Detect communities using the Louvain algorithm.

Treats the directed graph as undirected for modularity computation. resolution controls community granularity (1.0 = standard modularity). Returns groups of node IDs, one group per community.

Source

pub fn betweenness_centrality(&self) -> HashMap<String, f64>

Compute betweenness centrality for all nodes using Brandes’ algorithm.

For graphs with more than 1000 nodes, samples sqrt(n) source nodes for approximate computation.

Returns a map from node ID to betweenness centrality score (normalized by 1/((n-1)(n-2)) for directed graphs).

Source

pub fn topological_layers(&self) -> Vec<Vec<String>>

Compute topological layers using Kahn’s algorithm.

Returns layers where all nodes in layer i have no dependencies on nodes in layer i or later. For cyclic graphs, SCCs are condensed into single super-nodes first, then the resulting DAG is topologically sorted.

Each inner Vec contains the node IDs at that layer.

Source

pub fn subgraph_top_n( &self, n: usize, namespace: Option<&str>, kinds: Option<&[NodeKind]>, ) -> (Vec<GraphNode>, Vec<Edge>)

Return top-N nodes by centrality and edges between them. Optionally filter by namespace and/or node kinds.

Source

pub fn louvain_with_assignment(&self, resolution: f64) -> HashMap<String, usize>

Return node-to-community-ID mapping for Louvain.

Source§

impl GraphEngine

Source

pub fn new() -> Self

Create a new empty graph.

Source

pub fn from_storage(storage: &dyn StorageBackend) -> Result<Self, CodememError>

Load graph from storage.

Source

pub fn node_count(&self) -> usize

Get the number of nodes.

Source

pub fn edge_count(&self) -> usize

Get the number of edges.

Source

pub fn expand( &self, start_ids: &[String], max_hops: usize, ) -> Result<Vec<GraphNode>, CodememError>

Multi-hop expansion: given a set of node IDs, expand N hops to find related nodes.

Source

pub fn neighbors(&self, node_id: &str) -> Result<Vec<GraphNode>, CodememError>

Get neighbors of a node (1-hop).

Source

pub fn connected_components(&self) -> Vec<Vec<String>>

Return groups of connected node IDs.

Treats the directed graph as undirected: two nodes are in the same component if there is a path between them in either direction. Each inner Vec<String> is one connected component.

Source

pub fn compute_centrality(&mut self)

Compute degree centrality for every node and update their centrality field.

Degree centrality for node v is defined as: (in_degree(v) + out_degree(v)) / (N - 1) where N is the total number of nodes. When N <= 1, centrality is 0.

Source

pub fn get_all_nodes(&self) -> Vec<GraphNode>

Return all nodes currently in the graph.

Source

pub fn get_node_ref(&self, id: &str) -> Option<&GraphNode>

Return a reference to a node without cloning.
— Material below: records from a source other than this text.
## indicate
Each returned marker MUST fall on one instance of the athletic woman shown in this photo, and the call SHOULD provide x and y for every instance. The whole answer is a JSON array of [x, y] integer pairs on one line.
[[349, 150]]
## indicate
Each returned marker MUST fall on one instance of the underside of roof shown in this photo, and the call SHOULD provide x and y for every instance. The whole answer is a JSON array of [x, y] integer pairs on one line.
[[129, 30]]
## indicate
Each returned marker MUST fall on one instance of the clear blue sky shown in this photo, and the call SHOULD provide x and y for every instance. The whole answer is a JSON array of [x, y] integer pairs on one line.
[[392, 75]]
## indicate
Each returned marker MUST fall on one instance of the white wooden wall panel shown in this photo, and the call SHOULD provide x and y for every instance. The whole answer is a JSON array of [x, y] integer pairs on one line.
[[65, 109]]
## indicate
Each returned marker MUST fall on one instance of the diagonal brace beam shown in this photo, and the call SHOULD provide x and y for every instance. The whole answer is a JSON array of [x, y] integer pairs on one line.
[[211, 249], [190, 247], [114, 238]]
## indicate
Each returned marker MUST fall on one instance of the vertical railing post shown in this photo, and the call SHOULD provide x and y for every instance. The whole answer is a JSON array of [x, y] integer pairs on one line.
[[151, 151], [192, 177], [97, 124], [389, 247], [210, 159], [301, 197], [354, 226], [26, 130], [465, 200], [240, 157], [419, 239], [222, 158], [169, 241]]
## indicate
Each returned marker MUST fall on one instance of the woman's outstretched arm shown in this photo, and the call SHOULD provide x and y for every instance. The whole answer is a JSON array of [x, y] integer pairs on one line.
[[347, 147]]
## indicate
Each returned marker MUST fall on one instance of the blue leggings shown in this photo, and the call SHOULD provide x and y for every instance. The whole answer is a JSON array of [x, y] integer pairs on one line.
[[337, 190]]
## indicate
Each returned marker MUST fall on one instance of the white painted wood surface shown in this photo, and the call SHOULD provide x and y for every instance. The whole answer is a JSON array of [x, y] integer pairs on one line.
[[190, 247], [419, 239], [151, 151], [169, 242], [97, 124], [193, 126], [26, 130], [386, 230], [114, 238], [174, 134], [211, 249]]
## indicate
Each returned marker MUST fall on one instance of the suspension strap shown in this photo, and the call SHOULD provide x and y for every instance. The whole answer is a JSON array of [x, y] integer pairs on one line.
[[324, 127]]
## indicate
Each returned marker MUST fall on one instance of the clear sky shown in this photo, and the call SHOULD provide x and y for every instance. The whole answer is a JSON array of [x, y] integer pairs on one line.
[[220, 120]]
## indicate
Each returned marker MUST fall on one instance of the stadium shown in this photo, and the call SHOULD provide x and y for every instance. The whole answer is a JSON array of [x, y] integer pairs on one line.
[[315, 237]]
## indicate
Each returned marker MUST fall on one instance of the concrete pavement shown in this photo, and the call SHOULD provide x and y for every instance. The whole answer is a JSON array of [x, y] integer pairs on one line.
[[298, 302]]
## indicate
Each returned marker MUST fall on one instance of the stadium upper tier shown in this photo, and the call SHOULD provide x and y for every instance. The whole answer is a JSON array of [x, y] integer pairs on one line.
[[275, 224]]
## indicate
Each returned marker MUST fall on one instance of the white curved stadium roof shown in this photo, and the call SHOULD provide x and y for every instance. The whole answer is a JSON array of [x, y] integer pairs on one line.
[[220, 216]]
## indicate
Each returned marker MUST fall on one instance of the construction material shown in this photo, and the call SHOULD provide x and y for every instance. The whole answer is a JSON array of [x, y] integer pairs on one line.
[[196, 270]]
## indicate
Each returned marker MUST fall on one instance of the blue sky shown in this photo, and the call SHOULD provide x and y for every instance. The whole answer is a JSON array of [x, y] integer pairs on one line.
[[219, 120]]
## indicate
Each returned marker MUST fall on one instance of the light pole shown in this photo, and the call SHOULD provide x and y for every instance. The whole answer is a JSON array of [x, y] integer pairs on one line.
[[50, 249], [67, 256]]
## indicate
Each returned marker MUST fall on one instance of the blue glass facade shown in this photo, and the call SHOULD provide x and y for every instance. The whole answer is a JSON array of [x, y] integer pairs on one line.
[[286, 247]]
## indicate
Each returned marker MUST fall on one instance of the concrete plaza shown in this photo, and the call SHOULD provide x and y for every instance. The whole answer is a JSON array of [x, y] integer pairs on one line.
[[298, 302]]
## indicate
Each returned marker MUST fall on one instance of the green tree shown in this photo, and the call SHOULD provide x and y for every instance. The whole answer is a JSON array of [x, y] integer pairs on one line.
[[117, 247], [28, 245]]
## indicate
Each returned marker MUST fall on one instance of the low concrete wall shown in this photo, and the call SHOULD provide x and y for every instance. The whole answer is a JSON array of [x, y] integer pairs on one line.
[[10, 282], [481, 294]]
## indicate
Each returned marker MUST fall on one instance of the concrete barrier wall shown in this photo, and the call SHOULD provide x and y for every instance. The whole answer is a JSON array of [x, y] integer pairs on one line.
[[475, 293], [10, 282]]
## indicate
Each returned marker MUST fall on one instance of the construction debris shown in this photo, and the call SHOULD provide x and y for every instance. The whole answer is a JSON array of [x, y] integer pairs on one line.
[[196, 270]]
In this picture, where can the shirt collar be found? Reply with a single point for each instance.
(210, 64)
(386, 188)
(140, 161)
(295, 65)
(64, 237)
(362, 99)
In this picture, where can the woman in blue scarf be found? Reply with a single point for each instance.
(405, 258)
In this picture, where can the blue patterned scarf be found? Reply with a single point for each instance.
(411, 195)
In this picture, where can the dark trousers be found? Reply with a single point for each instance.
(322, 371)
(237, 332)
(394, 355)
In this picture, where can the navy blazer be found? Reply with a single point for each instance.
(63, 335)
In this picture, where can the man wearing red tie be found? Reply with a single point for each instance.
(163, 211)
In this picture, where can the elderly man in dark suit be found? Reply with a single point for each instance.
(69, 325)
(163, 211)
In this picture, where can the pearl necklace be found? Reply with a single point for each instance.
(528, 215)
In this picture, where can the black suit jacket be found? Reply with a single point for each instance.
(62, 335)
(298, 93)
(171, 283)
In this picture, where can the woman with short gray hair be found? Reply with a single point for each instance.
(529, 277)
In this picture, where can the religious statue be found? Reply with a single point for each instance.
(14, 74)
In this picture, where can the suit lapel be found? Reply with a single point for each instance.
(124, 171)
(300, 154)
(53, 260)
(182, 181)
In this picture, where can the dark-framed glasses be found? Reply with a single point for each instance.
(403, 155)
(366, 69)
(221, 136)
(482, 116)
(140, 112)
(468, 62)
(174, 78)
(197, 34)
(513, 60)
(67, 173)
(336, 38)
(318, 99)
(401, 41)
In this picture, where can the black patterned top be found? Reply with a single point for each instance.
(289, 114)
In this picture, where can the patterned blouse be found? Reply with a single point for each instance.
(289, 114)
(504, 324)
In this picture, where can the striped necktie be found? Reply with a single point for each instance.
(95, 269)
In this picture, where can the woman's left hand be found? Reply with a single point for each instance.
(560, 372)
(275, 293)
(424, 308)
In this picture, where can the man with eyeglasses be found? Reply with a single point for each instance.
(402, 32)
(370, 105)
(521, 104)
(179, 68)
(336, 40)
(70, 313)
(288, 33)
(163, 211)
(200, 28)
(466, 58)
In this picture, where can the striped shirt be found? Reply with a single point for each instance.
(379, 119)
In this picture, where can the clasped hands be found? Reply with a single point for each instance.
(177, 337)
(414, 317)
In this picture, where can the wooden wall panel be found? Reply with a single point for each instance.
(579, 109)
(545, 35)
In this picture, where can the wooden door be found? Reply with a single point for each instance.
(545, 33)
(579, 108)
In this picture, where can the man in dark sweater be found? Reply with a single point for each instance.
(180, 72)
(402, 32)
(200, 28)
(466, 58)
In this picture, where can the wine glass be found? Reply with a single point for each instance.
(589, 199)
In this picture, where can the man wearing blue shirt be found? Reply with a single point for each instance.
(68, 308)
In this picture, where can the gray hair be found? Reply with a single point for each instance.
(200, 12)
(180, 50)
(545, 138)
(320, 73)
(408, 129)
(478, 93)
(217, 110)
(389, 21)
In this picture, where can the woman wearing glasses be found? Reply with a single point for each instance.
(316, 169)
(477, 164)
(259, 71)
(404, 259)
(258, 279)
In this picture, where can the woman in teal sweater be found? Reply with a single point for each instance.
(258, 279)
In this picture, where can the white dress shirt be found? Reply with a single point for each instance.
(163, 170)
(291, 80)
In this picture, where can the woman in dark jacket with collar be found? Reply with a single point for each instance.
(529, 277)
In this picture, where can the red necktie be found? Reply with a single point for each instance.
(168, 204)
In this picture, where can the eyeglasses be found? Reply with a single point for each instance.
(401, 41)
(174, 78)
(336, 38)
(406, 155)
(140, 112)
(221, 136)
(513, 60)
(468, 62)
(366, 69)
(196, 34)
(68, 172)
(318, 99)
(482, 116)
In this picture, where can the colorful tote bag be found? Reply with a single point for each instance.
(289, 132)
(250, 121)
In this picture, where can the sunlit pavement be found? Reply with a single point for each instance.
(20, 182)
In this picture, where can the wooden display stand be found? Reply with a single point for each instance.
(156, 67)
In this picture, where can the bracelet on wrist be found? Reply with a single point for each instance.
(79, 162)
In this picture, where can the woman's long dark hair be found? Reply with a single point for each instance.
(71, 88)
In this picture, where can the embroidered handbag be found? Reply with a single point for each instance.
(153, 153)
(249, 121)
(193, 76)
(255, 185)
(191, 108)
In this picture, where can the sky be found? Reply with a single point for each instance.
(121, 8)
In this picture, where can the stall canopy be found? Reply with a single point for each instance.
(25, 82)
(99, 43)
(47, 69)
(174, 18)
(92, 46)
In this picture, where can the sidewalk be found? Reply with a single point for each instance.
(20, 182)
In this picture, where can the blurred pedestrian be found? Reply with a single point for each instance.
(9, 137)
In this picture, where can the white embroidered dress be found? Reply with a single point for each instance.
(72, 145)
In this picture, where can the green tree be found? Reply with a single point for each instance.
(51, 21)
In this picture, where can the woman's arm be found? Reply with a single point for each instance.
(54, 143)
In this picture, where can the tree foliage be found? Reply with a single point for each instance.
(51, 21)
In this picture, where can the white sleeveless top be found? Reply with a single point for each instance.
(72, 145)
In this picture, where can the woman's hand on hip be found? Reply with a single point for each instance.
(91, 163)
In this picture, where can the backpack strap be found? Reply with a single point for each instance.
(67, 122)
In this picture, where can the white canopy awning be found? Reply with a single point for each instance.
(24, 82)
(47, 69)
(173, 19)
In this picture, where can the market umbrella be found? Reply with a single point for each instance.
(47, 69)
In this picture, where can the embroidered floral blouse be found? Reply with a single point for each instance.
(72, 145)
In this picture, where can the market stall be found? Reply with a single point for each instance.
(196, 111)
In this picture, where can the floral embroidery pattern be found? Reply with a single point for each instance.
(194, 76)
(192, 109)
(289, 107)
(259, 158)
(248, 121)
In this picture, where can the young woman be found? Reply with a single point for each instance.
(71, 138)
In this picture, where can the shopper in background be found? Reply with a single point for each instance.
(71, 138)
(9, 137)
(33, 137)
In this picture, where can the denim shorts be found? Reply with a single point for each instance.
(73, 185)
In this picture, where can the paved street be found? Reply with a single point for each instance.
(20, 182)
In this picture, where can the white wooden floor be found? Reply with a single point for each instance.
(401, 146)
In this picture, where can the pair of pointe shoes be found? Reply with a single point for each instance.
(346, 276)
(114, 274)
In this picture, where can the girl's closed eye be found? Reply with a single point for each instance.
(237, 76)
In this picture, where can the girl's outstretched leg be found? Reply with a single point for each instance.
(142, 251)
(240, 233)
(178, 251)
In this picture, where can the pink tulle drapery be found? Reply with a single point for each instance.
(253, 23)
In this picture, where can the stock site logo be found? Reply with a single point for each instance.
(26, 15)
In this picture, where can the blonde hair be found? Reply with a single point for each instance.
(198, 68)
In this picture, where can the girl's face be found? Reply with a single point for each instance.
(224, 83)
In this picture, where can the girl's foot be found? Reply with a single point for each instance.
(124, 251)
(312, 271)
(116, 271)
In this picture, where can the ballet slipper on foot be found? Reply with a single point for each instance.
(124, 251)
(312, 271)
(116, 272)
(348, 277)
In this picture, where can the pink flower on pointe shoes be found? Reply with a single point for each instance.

Returns None if not found.

Source

pub fn get_edges_ref(&self, node_id: &str) -> Vec<&Edge>

Return references to edges incident on a node without cloning.

This is the zero-copy variant of GraphBackend::get_edges() — same lookup logic via edge_adj, but returns &Edge instead of owned Edge.

Source

pub fn recompute_centrality(&mut self)

Recompute and cache PageRank and betweenness centrality scores.

This should be called after loading the graph (e.g., on server start) and periodically when the graph changes significantly.

Source

pub fn recompute_centrality_with_options(&mut self, include_betweenness: bool)

Recompute centrality caches with control over which algorithms run.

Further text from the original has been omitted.